The mortgage burning—either literally or symbolically—will take place the morning of Sept. 21 at St. Paul’s Episcopal Church Community Building, 230 East J St. It’s a suitable site because the St. Paul’s Historic Trust, a separate fund that underwrites care of the church’s three historic buildings, is a key player in the Community Action Council (CAC) mortgage story.

That story began in the late 1990s, when Executive Director Viola Robertson sought a loan so the agency could own its building at 480 Military East. The CAC had $150,000 in hand toward the purchase—$75,000 from a federal grant program that offered financial help to communities affected by the closure of Mare Island Naval Station; $25,000 from the Solano County Board of Supervisors through then Supervisor John Silva, a believer in the CAC; $25,000 from what then was the Exxon Benicia Refinery (now Valero) with help from its spokesperson Fred Newhouse; and another $25,000 raised by the CAC itself, Robertson said.

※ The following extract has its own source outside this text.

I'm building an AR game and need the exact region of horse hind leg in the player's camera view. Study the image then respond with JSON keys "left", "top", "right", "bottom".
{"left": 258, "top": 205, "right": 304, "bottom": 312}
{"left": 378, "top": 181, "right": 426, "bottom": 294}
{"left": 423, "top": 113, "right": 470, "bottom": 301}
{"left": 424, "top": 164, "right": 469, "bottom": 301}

But banks wouldn’t lend the $150,000 balance without collateral. Robertson was willing to put up her own home, but admitted, “That would have been a terrible hardship.”

 

Lisa Duncan Photography

St. Paul's Church

Fred Railsback, president of the CAC Board and active with the St. Paul’s Historic Trust, proposed a “win-win” solution: The trust would lend $150,000 from its endowment fund at 6 percent interest for 25 years. The CAC would have its building and the endowment fund would earn interest on its loan.

Monthly payments originally were $1,120, dropping in recent years to $980, Robertson said.

But the CAC could use that money for other reasons. Known as someone who stretches a dollar farther than anyone, Robertson uses CAC resources to help indigent people with food and utility bills or rent payments. The CAC helped 175 families file income taxes. It serves 60 meals daily to the elderly. It offers job training and resume assistance and conducts money-managing workshops.

The agency sent 50 children this year to a Salvation Army camp, provided backpacks full of school supplies to 103 children and distributed swim passes at Benicia’s Lemos Aquatic Center to children of low-income families. It helps older people stay in their homes.

The CAC itself manages two homes, in Fairfield and Vallejo, with 10 beds for discharged patients who have no safe place for recuperation.

It provides transitional housing for the homeless. “We’re required to have 60 clients,” Robertson said. It handles 70. One man lived by the Scandia theme park, bathing in its fountain. His story broke her heart, she said.

Like every nonprofit, the CAC needs money to do more. So Valero Benicia Refinery decided proceeds from this year’s annual Sporting Clay Invitational Shoot June 29 would pay off the remaining $63,000 mortgage. That was the goal, anyway.

Drawing tickets alone brought in more than $24,000. With income from 41 teams and 162 participants, including 54 Valero employees, the event netted $100,000 for the CAC, said Sue Fisher Jones, who recently retired from the refinery and who volunteered for the event.

Once the mortgage is satisfied, the remaining money likely will go to replace the CAC’s old phone system and its aging computers, so the agency can operate more efficiently, she said.

The main mortgage-burning celebration will take place at St. Paul’s Parish, Friday, September 21, 9:30-11am, with admission being donations of nonperishable foods to the Food Bank Of Contra Costa and Solano. Robertson said she also wants the CAC to have an open house that day, so generous donors “can see where their money goes.”